Fix IP, DNS, or WebRTC Leaks

If you’ve tested your VPN for leaks and discovered that it’s not working properly, the right solution will depend on the type of leak you’ve found.

If your real IP address is exposed, your VPN simply isn’t working properly. In this case, you’ll almost certainly need to use a different VPN.

However, if you’ve found DNS or WebRTC leaks, there are several ways to fix these issues manually. You can find full instructions for each method in our explanation of how to fix VPN leaks.

How to Fix Encryption Problems

For most VPN services, encryption problems are highly unusual and a serious concern.

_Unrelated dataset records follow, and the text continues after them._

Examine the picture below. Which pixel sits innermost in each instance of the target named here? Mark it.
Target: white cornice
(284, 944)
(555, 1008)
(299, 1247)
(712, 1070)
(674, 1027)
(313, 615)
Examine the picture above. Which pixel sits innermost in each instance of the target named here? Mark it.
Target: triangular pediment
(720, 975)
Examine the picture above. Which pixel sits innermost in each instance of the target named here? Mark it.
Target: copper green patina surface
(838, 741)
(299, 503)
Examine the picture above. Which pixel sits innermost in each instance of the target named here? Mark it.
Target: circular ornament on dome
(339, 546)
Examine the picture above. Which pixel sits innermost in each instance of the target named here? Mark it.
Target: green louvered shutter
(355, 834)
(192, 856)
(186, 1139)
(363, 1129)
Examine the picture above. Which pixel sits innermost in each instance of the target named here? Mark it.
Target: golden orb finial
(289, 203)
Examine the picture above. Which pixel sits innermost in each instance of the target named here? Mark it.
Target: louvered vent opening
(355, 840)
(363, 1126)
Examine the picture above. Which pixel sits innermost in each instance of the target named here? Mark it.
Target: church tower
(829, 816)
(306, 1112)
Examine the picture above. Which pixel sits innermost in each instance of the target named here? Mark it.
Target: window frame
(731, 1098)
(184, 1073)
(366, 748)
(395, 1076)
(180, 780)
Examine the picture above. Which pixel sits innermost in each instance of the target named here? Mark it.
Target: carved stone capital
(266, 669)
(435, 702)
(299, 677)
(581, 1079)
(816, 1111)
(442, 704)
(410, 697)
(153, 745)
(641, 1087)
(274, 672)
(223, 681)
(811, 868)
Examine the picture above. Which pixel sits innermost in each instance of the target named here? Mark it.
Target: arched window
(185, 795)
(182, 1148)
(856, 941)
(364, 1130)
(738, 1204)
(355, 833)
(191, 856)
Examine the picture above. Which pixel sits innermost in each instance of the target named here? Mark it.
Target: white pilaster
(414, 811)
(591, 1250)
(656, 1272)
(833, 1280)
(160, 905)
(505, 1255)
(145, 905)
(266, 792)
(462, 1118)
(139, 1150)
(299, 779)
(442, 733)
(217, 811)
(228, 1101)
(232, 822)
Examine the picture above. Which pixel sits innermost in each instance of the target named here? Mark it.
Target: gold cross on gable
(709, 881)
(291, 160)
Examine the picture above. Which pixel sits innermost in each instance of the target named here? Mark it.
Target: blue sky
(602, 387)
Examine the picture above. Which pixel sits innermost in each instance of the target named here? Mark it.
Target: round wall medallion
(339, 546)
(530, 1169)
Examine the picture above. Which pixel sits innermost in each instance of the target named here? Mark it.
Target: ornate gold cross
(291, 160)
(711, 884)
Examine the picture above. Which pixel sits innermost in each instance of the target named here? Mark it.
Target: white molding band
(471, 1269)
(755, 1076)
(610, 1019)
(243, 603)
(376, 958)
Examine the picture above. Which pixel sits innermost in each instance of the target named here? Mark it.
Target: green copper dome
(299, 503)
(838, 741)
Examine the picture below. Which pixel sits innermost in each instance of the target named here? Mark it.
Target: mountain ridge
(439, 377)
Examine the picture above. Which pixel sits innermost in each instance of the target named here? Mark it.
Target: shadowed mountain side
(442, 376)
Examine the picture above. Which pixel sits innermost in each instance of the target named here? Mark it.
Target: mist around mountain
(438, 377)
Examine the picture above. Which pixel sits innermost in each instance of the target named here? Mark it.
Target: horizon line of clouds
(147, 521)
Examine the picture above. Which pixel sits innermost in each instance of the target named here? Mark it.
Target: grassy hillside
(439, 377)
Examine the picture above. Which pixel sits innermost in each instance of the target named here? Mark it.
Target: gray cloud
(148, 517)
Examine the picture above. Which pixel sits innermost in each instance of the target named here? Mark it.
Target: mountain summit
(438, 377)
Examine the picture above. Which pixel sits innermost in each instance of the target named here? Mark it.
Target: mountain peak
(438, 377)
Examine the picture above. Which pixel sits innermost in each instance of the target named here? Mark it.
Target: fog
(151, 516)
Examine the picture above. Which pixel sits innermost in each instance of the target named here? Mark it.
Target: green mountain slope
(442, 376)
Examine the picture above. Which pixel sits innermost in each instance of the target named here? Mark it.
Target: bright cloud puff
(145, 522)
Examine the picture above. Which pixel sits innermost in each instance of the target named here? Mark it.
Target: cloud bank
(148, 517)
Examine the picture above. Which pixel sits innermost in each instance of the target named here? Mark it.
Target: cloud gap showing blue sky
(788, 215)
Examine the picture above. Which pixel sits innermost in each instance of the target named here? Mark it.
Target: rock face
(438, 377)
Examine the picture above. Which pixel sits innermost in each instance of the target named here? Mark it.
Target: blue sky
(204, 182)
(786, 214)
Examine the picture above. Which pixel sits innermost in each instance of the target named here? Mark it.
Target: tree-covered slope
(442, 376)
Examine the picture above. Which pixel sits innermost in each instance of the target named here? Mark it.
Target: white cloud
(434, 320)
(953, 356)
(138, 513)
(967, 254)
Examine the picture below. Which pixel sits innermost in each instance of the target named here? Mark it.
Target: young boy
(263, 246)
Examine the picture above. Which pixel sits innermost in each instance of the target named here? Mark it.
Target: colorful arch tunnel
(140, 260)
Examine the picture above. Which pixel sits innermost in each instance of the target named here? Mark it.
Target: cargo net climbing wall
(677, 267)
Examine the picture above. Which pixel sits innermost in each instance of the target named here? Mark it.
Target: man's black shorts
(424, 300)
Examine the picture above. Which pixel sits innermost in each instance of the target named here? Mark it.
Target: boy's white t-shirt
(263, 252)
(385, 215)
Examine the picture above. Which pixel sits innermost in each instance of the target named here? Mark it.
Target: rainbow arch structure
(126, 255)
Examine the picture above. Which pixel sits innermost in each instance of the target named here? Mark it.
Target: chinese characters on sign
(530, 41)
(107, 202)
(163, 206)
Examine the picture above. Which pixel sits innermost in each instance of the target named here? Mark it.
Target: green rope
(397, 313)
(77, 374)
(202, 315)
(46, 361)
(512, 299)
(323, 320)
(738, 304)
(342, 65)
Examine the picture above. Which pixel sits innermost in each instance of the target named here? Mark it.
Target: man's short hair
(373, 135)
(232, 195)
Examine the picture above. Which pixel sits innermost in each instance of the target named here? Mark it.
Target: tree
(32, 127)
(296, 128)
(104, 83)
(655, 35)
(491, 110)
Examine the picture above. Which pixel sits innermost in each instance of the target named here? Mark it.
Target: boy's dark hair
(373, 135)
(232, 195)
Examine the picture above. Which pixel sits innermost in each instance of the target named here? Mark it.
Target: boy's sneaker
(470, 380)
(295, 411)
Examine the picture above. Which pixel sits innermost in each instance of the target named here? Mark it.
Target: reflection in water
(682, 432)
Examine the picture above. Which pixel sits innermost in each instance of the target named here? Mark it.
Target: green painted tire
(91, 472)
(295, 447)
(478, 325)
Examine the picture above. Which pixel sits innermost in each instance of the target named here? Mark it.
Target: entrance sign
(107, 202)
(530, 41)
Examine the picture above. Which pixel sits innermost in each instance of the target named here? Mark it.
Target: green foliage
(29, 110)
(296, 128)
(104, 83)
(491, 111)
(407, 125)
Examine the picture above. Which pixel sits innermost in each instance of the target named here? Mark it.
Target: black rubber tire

If you’ve tested your VPN with Wireshark and found that your connection was not encrypted, then we recommend you try one of our recommended VPN services instead.

If you’re using a free VPN or a VPN browser extension, check to make sure it actually attempts to encrypt your data at all, as some of these services are proxies rather than ‘full’ VPN services.

In your VPN’s settings, make sure you’ve chosen a VPN protocol and encryption cipher in the settings menu.

Ultimately, a personal VPN service should work from its first installation and encrypt your web traffic without requiring you to configure it.

If you experience encryption issues with several different VPNs, seek support from your VPN provider to see if they can help you to resolve the issue.

FAQs

How Do I Test if My VPN Is Working?

The easiest way to test if your VPN is working is to check your IP address before and after connecting to a VPN server. If your IP address changes, the VPN is working properly. You can also check for data leaks using a VPN leak test, and test your VPN’s encryption using free packet inspection software such as WireShark.

Why Is My VPN Connected But Still Not Working?

If your VPN is connected but your traffic isn’t encrypted and your IP address hasn’t changed, the VPN isn’t working. Check to see if you are using split tunneling, and disable it if so. Make sure you’re not using a ‘trusted networks’ feature either, which turns the VPN off when you’re using a network you’ve told it is safe.

If your VPN still doesn’t work, it may be leaking data or blocked by security software on your device.

Can a Slow Internet Connection Stop My VPN Working?

It’s possible for a slow internet connection to interfere with your VPN. The VPN software on your device sends a message to the VPN server every few seconds to keep the tunnel open. If it doesn’t get a reply in 120 seconds, your VPN will disconnect.

120 seconds is a long time, though, so it would be unusual in most places. Outages in internet infrastructure that cause a delay of this length could make your VPN tunnel close.